—YA ME CONTARÁS qué tal te ha ido.
—Ya.
—¿Qué tal es?
—Bien.
—Eso y nada todo es uno.
Sebastián le miró. Mirada de frente aparentando reojo. Hubo silencio.
—Bueno, nada, guárdate el secreto.
—No hay secreto.
—¿No?
—No.
—Bueno, pues di.
—La conocí en Filosofía.
—Ha sido un descuido por mi parte.
—Estaba sola, me acerqué. Es del curso.
Darío esperó que continuara.
—Del de extranjeros.
—¡Ah! ¿Está bien?
—Muy buena.
—¡Suerte! Adiós.
—Adiós.
Bastia siguió en el coche. Eran las ocho de la tarde. Estaba anunciándose el anochecer. Enfiló Cea Bermúdez a ochenta. Los semáforos pasaban vertiginosos. Los coches parados en los cruces eran espectros. Frenó en seco en una esquina. Subió al coche una muchacha. Era delgada, rubia. Color clarísimo centroeuropeo.
—Bonjour, Bastia.
—Hola. ¿Qué tal?
Arrancó.
—Bien. Hoy hemos tenido una clase muy interesante. Levet es muy buen profesor. ¿Tú le conoces?
—¿Levet? Sí, creo que sí. Me han dicho que tenéis un buen equipo. Esos cuatro, un buen equipo; y joven. Eso haría falta en toda la Universidad.
—¡Ajá!
—¡Qué adelantada estás!
—No comprendo.
—No, nada. Sin importancia. Vamos a Fuencarral.
—¿Está muy lejos?
—No, quince minutos. Dan un cordero asado estupendo. A la castellana. ¿Lo has comido? ¡Pues ya verás! ¡De relamerse!
—Y tú, ¿qué es de tu vida?
—Nada. Tirando. ¿Comprendes?
—No. ¿Tirando?
—Pues… yo creía que la Universidad era una cosa. Es otra. No me gusta. Sigo porque no hay alternativa. Eso de ir tirando.
El tránsito atrajo la atención de Sebastián. Alice, la suiza, revolvió su bolso.
Al poco rato pararon. En uno de los muchos restaurantes donde servían el mejor cordero cenaron. El limón chorreaba sobre la piel turrisca y hacía pocillos en la salsa. La carne estaba rosa, prieta y tierna. Sabrosa. La sangría regaba las bocas.
Luego montaron en el coche. Escogieron carretera de poco tránsito y poca luz. Bajaron ante una casita de los alrededores de Madrid, con diez metros cuadrados de jardín. La puerta chirriaba algo. La primera habitación estaba oscura. En la segunda dieron la luz. Había un armario barato y un tocadiscos. Algunos vasos sucios. Discos en las sillas y por el suelo. Una botella de coñac medio bebida en un rincón, lleno de polvo. La luz era poca y roja. Se veía lo imprescindible para no confundir los discos. Las paredes estaban pintadas de dibujos.
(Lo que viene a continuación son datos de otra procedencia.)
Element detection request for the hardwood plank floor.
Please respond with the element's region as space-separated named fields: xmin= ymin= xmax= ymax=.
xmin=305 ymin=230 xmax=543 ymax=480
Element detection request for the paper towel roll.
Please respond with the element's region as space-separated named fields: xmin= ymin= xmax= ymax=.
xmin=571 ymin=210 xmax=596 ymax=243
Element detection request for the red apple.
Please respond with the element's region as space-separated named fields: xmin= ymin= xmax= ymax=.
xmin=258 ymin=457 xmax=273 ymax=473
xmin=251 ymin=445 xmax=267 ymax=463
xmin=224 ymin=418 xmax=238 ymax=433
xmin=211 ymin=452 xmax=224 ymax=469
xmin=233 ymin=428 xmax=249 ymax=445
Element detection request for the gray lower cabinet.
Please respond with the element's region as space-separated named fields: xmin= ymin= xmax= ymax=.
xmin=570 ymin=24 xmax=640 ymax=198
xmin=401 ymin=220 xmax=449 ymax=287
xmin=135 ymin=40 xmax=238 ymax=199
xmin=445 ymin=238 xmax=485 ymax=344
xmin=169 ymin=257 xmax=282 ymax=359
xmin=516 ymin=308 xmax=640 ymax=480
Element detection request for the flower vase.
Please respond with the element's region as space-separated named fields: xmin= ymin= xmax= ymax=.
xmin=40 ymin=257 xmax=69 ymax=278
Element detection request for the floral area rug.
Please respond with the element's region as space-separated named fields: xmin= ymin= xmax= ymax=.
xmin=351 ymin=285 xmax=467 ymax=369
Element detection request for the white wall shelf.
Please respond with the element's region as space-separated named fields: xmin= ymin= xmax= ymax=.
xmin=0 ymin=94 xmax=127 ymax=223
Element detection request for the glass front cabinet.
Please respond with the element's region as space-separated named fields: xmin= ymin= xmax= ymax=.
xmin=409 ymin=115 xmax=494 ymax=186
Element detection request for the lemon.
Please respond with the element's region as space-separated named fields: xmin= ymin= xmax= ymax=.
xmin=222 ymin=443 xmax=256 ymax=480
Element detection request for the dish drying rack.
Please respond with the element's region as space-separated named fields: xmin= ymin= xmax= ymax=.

Pusieron un disco, lento, con sordina. Unieron sus cuerpos en un abrazo forzado.
Así estuvieron media hora. Sebastián intentó besuquear el cuello de Alice. Alice esquivaba suavemente. A ratos bebían coñac, de un vaso metálico alto.
—Tengo sed.
—Ven.
Fueron a la cocina. Todo estaba sucio. Enjugaron un vaso cualquiera. Alice bebió. Sebastián volvió a la otra habitación, a cambiar el disco.
—Por favor, Bastia, ¿puedes poner bien esto?
Se puso de espaldas a él. La cremallera que corría por la espalda del vestido estaba abierta un palmo. Se veía la cinta del sostén y la carne blanca-rosa. Bastia estuvo tentado de abrir la cremallera al máximo. Rozó un poco su carne y jugueteó con la cinta del sostén; pero, antes de que tuviera tiempo para decidir, ya había cerrado la cremallera en un movimiento automático. Siguieron bailando. A poco, ya ni siquiera hacían como si se movieran. Estaban quietos.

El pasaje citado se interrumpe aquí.